Treasury prices were lower at the end of a choppy trading session yesterday as participants continued to fret over how federal tax cuts would affect their market.

Traders said yesterday's losses also showed dealers were adjusting their positions ahead of this week's supply. The Treasury will sell $13.5 billion of two-year notes today and $9 billion of five-year notes tomorrow, and the dealers are also aware that the quarterly refunding is approaching early next month.

Late in the day, the 30-year bond was off 1/4 point and yielded 8.09%.

Yesterday's losses followed the 1 3/8-point decline at the long end on Monday, in response to bipartisan talk in Washington, D.C., about enacting some kind of tax cuts to stimulate the economy.

Treasury Market Yields

Prev. Prev.

Tuesday Week Month

3-Month Bill 5.19 5.08 5.32

6-Month Bill 5.34 5.17 5.44

1-Year Bill 5.42 5.25 5.50

2-Year Note 6.00 5.81 6.11

3-Year Note 6.26 6.07 6.35

4-Year Note 6.41 6.27 6.55

5-Year Note 6.97 6.76 7.05

7-Year Note 7.35 7.11 7.34

10-Year Note 7.66 7.41 7.55

15-Year Bond 7.89 7.69 7.81

30-Year Bond 8.09 7.85 7.88

Source: Cantor, Fitzgerald/Telerate

Treasury traders worried that tax cuts would add to the deficit, inflating the amount of Treasury supply, and also stimulate inflationary pressures, thus reducing the chances for further Fed easing.

In the absence of any other news, participants reacted by dumping Treasury securities.

"The selling pressure has been continuous," a coupon trader said.

There were reports that a lot of yesterday's selling, especially in the 10-year area, was done by property and casualty insurance companies in anticipation of paying off claims from the Oakland, Calif., fire.

But no traders admitted to seeing such trades themselves, and a few insurers with exposure in California, including State Farm Fire and Casualty, Farmers, and Safeco, denied having sold Treasury securities yesterday.

A note trader said he thought nervousness about potential tax cuts was the market's main problem, combined with the upcoming supply and some worries about inflation left over from last week's unfriendly consumer price report.

"We're all spooked by fiscal policy and the fact that Democrats and Republicans are both in favor of tax cuts," the trader said. "Both parties are exuberant about rapid passage."

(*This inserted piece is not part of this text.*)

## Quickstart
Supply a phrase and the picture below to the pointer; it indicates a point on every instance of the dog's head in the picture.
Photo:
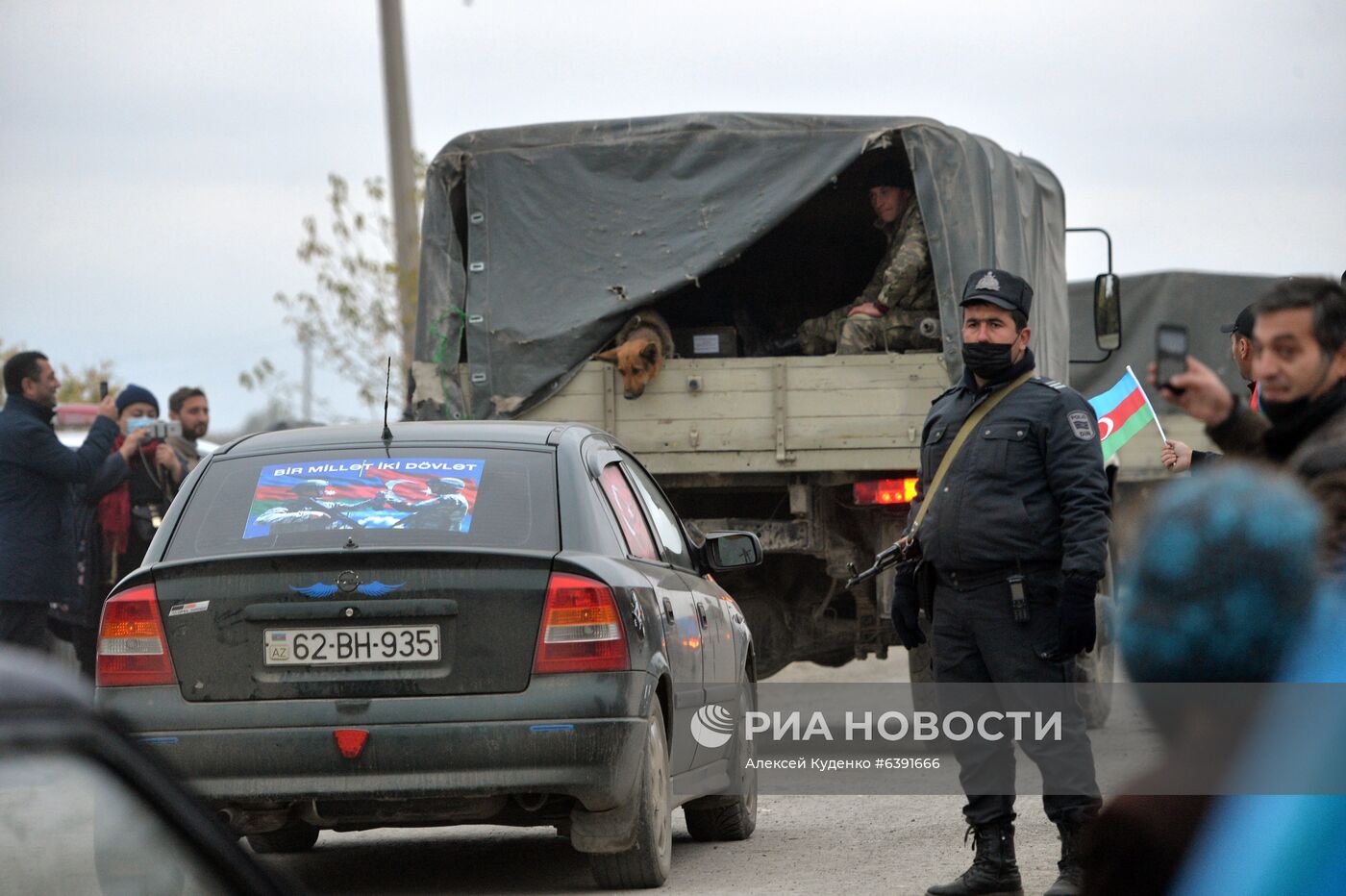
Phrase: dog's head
(638, 362)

All Democrats in the House and many in the Senate face the same election-year pressure that President Bush does, so both sides have good reason to push for passage of the measure, he said.

Even though the market felt heavy yesterday, the higher yields that resulted from the sell-off may make this week's auctions go more smoothly.

Joseph Liro, a money market economist at S.G. Warburg & Co., argued the two-year sale today should be a "blow-out." Late yesterday, the when-issued two-year was bid at 6.02%.

"The yield's back over 6%, and I think we'll see strong domestic demand for it," Mr. Liro said. "With funds at 5 1/4%, and the chance that they're going to go lower, and an economy this weak, just on a carry basis the two-year has a lot of attraction."

The December bond future contract closed 15/32 lower at 97 21/32.

In the cash market, the 30-year 8 1/8% bond wass 9/32 lower, at 100 6/32-100 10/32, to yield 8.09%.

The 7 7/8% 10-year note fell 5/16, to 101 9/32-101 13/32, to yield 7.66%.

The three-year 6 7/8% note was off 1/16, at 101 15/32-101 17/32, to yield 6.26%.

In when-issued trading, the five-year note to be auctioned tomorrow stood at 6.98%.

Rates on Treasury bills were mixed, with the three-month bill up two basis points at 5.06%, the six-month bill three basis points higher at 5.14%, and the year bill steady at 5.15%.